Things like parsing the file part into URI when you get a request with the full URL on the GET line is an unusual need, but I needed it then and it is still useful now. The same parsing rules for a full URL there are also available for parsing Referer: headers, which was once useful for pulling out search terms used from referring search engines.

So logprint is a very handy slice and dice tool for web logs. It can be combined with another tool I wrote, adder which aims to be a full featured "add values up" tool. You can feed in columns of numbers and get columns of sums. You can feed in columns of numbers and get a sum per line. You can feed in value and keyword and get sums per keyword. That last one is rather useful in combination with logprint.

# using Apache "common" format, find lines with status 200,
# print bytes used and the first directory component of the URI file part
#   pipe that to adder,
#       suppress column headers, 
#	use column 0 as value to add,
#	 and column 1 as label
logprint -f common --filter status=200 -c bytes,file:@path1 $log |
    adder -n -b 1 -r 0

That gets output like this (although this was sorted):

/u      14415354750
/favicon.ico    3311323662
/i      655750249
/qz     272329622
/apple-touch-icon.png   218913277
/index.html     62583501
/jpeg   49580565
/qz.css 38188009

So simple to see where the bytes are coming from. Looking at that, I decied I really should better compress the "apple-touch-icon.png". I'm not sure I can get "faveicon.ico" smaller, at least not with the features it has now. And the CSS and other icons in /i/ also got some compression.

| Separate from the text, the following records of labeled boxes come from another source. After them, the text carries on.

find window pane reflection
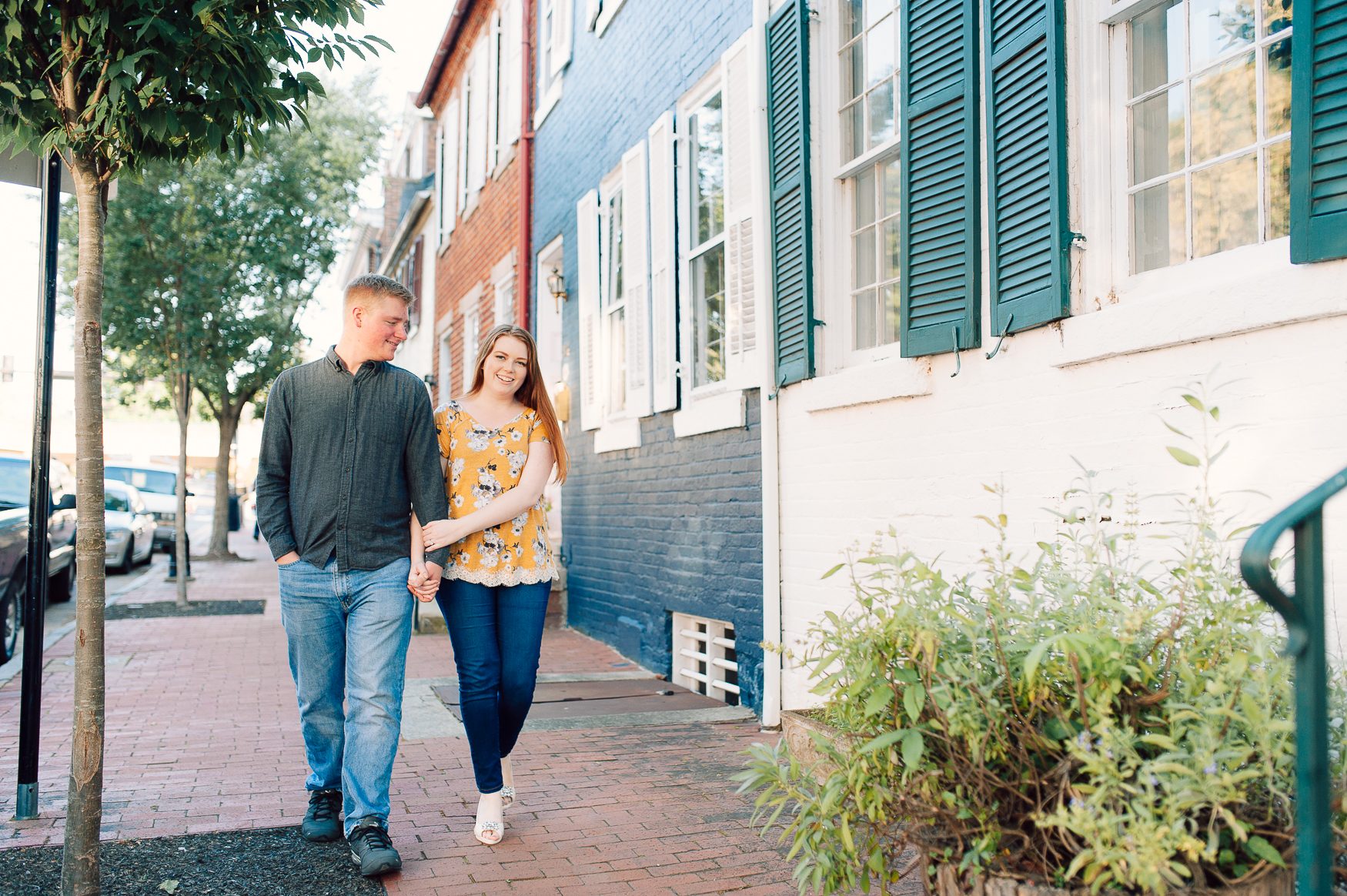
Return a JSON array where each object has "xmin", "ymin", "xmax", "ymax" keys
[
  {"xmin": 1131, "ymin": 0, "xmax": 1183, "ymax": 97},
  {"xmin": 1192, "ymin": 52, "xmax": 1258, "ymax": 165},
  {"xmin": 693, "ymin": 242, "xmax": 725, "ymax": 386},
  {"xmin": 1265, "ymin": 140, "xmax": 1291, "ymax": 240},
  {"xmin": 1131, "ymin": 86, "xmax": 1184, "ymax": 183},
  {"xmin": 1188, "ymin": 0, "xmax": 1254, "ymax": 69},
  {"xmin": 1131, "ymin": 178, "xmax": 1188, "ymax": 272},
  {"xmin": 1264, "ymin": 38, "xmax": 1291, "ymax": 138},
  {"xmin": 1192, "ymin": 154, "xmax": 1258, "ymax": 259}
]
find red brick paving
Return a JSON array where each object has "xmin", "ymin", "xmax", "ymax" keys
[{"xmin": 0, "ymin": 535, "xmax": 796, "ymax": 896}]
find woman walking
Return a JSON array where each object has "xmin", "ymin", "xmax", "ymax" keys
[{"xmin": 413, "ymin": 325, "xmax": 567, "ymax": 846}]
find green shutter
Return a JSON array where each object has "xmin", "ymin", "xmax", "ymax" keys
[
  {"xmin": 1291, "ymin": 0, "xmax": 1347, "ymax": 264},
  {"xmin": 984, "ymin": 0, "xmax": 1071, "ymax": 336},
  {"xmin": 767, "ymin": 0, "xmax": 815, "ymax": 386},
  {"xmin": 898, "ymin": 0, "xmax": 982, "ymax": 357}
]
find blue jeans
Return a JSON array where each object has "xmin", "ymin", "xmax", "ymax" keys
[
  {"xmin": 279, "ymin": 558, "xmax": 413, "ymax": 834},
  {"xmin": 435, "ymin": 580, "xmax": 553, "ymax": 794}
]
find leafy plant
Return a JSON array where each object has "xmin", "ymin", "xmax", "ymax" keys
[{"xmin": 737, "ymin": 388, "xmax": 1343, "ymax": 893}]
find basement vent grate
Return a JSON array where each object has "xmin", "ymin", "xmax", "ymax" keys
[{"xmin": 672, "ymin": 613, "xmax": 740, "ymax": 706}]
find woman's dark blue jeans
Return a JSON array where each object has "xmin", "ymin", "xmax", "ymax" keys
[{"xmin": 435, "ymin": 580, "xmax": 553, "ymax": 794}]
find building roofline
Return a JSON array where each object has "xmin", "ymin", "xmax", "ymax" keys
[{"xmin": 416, "ymin": 0, "xmax": 473, "ymax": 109}]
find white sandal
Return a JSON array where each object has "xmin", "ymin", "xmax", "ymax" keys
[
  {"xmin": 473, "ymin": 794, "xmax": 505, "ymax": 846},
  {"xmin": 501, "ymin": 756, "xmax": 515, "ymax": 811}
]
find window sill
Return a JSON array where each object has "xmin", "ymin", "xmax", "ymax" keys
[
  {"xmin": 594, "ymin": 416, "xmax": 641, "ymax": 454},
  {"xmin": 1052, "ymin": 239, "xmax": 1347, "ymax": 368},
  {"xmin": 533, "ymin": 70, "xmax": 566, "ymax": 131},
  {"xmin": 674, "ymin": 389, "xmax": 747, "ymax": 440},
  {"xmin": 799, "ymin": 359, "xmax": 931, "ymax": 413}
]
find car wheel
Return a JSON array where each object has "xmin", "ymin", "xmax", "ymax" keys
[
  {"xmin": 0, "ymin": 569, "xmax": 28, "ymax": 663},
  {"xmin": 117, "ymin": 535, "xmax": 136, "ymax": 575}
]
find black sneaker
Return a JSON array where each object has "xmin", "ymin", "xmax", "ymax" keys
[
  {"xmin": 299, "ymin": 790, "xmax": 341, "ymax": 844},
  {"xmin": 346, "ymin": 815, "xmax": 403, "ymax": 877}
]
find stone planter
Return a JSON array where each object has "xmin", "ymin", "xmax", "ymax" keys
[
  {"xmin": 923, "ymin": 862, "xmax": 1296, "ymax": 896},
  {"xmin": 781, "ymin": 710, "xmax": 841, "ymax": 784}
]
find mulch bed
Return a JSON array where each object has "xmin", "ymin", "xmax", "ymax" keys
[
  {"xmin": 104, "ymin": 601, "xmax": 267, "ymax": 621},
  {"xmin": 0, "ymin": 827, "xmax": 386, "ymax": 896}
]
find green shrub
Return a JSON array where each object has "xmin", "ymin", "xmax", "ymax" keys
[{"xmin": 737, "ymin": 391, "xmax": 1343, "ymax": 893}]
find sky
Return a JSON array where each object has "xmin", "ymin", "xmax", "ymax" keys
[{"xmin": 0, "ymin": 0, "xmax": 453, "ymax": 396}]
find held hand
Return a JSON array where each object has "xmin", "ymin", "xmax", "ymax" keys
[{"xmin": 422, "ymin": 520, "xmax": 463, "ymax": 551}]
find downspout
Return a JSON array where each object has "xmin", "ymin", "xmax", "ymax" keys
[
  {"xmin": 515, "ymin": 0, "xmax": 535, "ymax": 330},
  {"xmin": 753, "ymin": 0, "xmax": 781, "ymax": 729}
]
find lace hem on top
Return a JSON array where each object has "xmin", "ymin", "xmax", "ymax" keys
[{"xmin": 445, "ymin": 560, "xmax": 558, "ymax": 587}]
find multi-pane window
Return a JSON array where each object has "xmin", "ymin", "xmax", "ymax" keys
[
  {"xmin": 1128, "ymin": 0, "xmax": 1292, "ymax": 272},
  {"xmin": 851, "ymin": 159, "xmax": 901, "ymax": 349},
  {"xmin": 688, "ymin": 93, "xmax": 726, "ymax": 386},
  {"xmin": 603, "ymin": 190, "xmax": 627, "ymax": 413},
  {"xmin": 838, "ymin": 0, "xmax": 898, "ymax": 162}
]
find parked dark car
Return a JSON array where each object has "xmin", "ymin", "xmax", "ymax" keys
[{"xmin": 0, "ymin": 456, "xmax": 75, "ymax": 663}]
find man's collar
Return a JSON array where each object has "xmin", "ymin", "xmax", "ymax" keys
[{"xmin": 327, "ymin": 345, "xmax": 386, "ymax": 376}]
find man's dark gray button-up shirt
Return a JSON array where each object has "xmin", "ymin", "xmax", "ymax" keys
[{"xmin": 257, "ymin": 346, "xmax": 449, "ymax": 573}]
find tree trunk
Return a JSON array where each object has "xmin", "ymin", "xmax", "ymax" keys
[
  {"xmin": 61, "ymin": 155, "xmax": 108, "ymax": 896},
  {"xmin": 210, "ymin": 402, "xmax": 244, "ymax": 559},
  {"xmin": 172, "ymin": 369, "xmax": 192, "ymax": 607}
]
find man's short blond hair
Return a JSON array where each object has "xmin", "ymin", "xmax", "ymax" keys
[{"xmin": 345, "ymin": 273, "xmax": 416, "ymax": 311}]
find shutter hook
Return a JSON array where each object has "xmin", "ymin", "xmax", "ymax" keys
[{"xmin": 988, "ymin": 314, "xmax": 1014, "ymax": 361}]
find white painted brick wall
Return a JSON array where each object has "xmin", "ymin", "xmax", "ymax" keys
[{"xmin": 777, "ymin": 246, "xmax": 1347, "ymax": 709}]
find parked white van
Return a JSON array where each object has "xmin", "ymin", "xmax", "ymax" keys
[{"xmin": 104, "ymin": 463, "xmax": 197, "ymax": 548}]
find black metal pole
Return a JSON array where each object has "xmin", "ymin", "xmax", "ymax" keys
[{"xmin": 14, "ymin": 152, "xmax": 61, "ymax": 819}]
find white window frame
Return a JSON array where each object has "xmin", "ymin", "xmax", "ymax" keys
[
  {"xmin": 1111, "ymin": 0, "xmax": 1292, "ymax": 276},
  {"xmin": 598, "ymin": 163, "xmax": 630, "ymax": 420},
  {"xmin": 533, "ymin": 0, "xmax": 575, "ymax": 129},
  {"xmin": 675, "ymin": 78, "xmax": 730, "ymax": 399}
]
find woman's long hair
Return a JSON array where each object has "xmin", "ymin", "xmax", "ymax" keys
[{"xmin": 467, "ymin": 323, "xmax": 571, "ymax": 485}]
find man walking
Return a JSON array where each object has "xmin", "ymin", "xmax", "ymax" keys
[{"xmin": 257, "ymin": 273, "xmax": 449, "ymax": 876}]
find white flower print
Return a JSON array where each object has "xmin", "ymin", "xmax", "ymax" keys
[
  {"xmin": 510, "ymin": 451, "xmax": 528, "ymax": 480},
  {"xmin": 473, "ymin": 466, "xmax": 505, "ymax": 508}
]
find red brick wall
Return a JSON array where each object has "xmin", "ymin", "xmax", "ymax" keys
[{"xmin": 430, "ymin": 2, "xmax": 528, "ymax": 406}]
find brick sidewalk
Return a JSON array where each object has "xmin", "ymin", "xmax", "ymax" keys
[{"xmin": 0, "ymin": 533, "xmax": 796, "ymax": 896}]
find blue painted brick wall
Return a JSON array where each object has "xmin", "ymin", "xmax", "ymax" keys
[{"xmin": 532, "ymin": 0, "xmax": 763, "ymax": 711}]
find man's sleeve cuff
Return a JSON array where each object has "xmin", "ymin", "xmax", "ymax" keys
[{"xmin": 267, "ymin": 540, "xmax": 299, "ymax": 560}]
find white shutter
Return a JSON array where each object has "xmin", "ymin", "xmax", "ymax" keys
[
  {"xmin": 438, "ymin": 97, "xmax": 458, "ymax": 242},
  {"xmin": 550, "ymin": 0, "xmax": 575, "ymax": 79},
  {"xmin": 575, "ymin": 190, "xmax": 603, "ymax": 430},
  {"xmin": 483, "ymin": 14, "xmax": 504, "ymax": 171},
  {"xmin": 454, "ymin": 85, "xmax": 473, "ymax": 213},
  {"xmin": 623, "ymin": 140, "xmax": 650, "ymax": 416},
  {"xmin": 467, "ymin": 41, "xmax": 492, "ymax": 192},
  {"xmin": 720, "ymin": 42, "xmax": 757, "ymax": 359},
  {"xmin": 500, "ymin": 0, "xmax": 524, "ymax": 151},
  {"xmin": 650, "ymin": 112, "xmax": 677, "ymax": 411}
]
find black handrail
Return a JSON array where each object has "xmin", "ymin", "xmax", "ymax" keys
[{"xmin": 1239, "ymin": 460, "xmax": 1347, "ymax": 896}]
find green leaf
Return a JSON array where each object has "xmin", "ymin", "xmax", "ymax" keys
[
  {"xmin": 1245, "ymin": 834, "xmax": 1286, "ymax": 868},
  {"xmin": 865, "ymin": 684, "xmax": 893, "ymax": 715},
  {"xmin": 861, "ymin": 727, "xmax": 912, "ymax": 753},
  {"xmin": 1165, "ymin": 446, "xmax": 1202, "ymax": 466},
  {"xmin": 903, "ymin": 684, "xmax": 925, "ymax": 725},
  {"xmin": 903, "ymin": 731, "xmax": 925, "ymax": 768}
]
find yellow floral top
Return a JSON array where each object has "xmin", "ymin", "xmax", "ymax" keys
[{"xmin": 435, "ymin": 400, "xmax": 557, "ymax": 585}]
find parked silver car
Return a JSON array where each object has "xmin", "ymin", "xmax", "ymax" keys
[{"xmin": 102, "ymin": 480, "xmax": 155, "ymax": 573}]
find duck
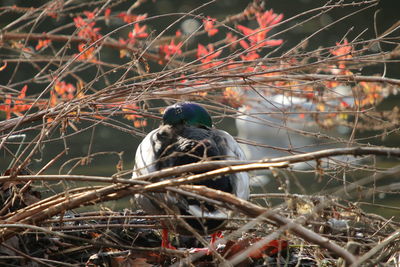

Then I looked at bytes per day to see if adding a sitemap helped. It does, but the difference is slight, easy to lose in the weekly cycle. Usage really picked up in April, didn't it?

bytes per day graph
$ cat by-day-usage
#!/bin/sh
log="$1"
if [ ! -f "$log" ] ; then echo "$0: usage by-day-usage LOGFILE[.gz]"; exit 2 ; fi
shift;
logprint -f common --filter status=200 -c bytes,date $log $@ |
    adder -n -b 1 -r 0

And graphed with gnuplot

So I'm publishing these log tool scripts for anyone interested in similar simple log slicing and dicing. It's not awstats or webalizer but it's not trying to be either.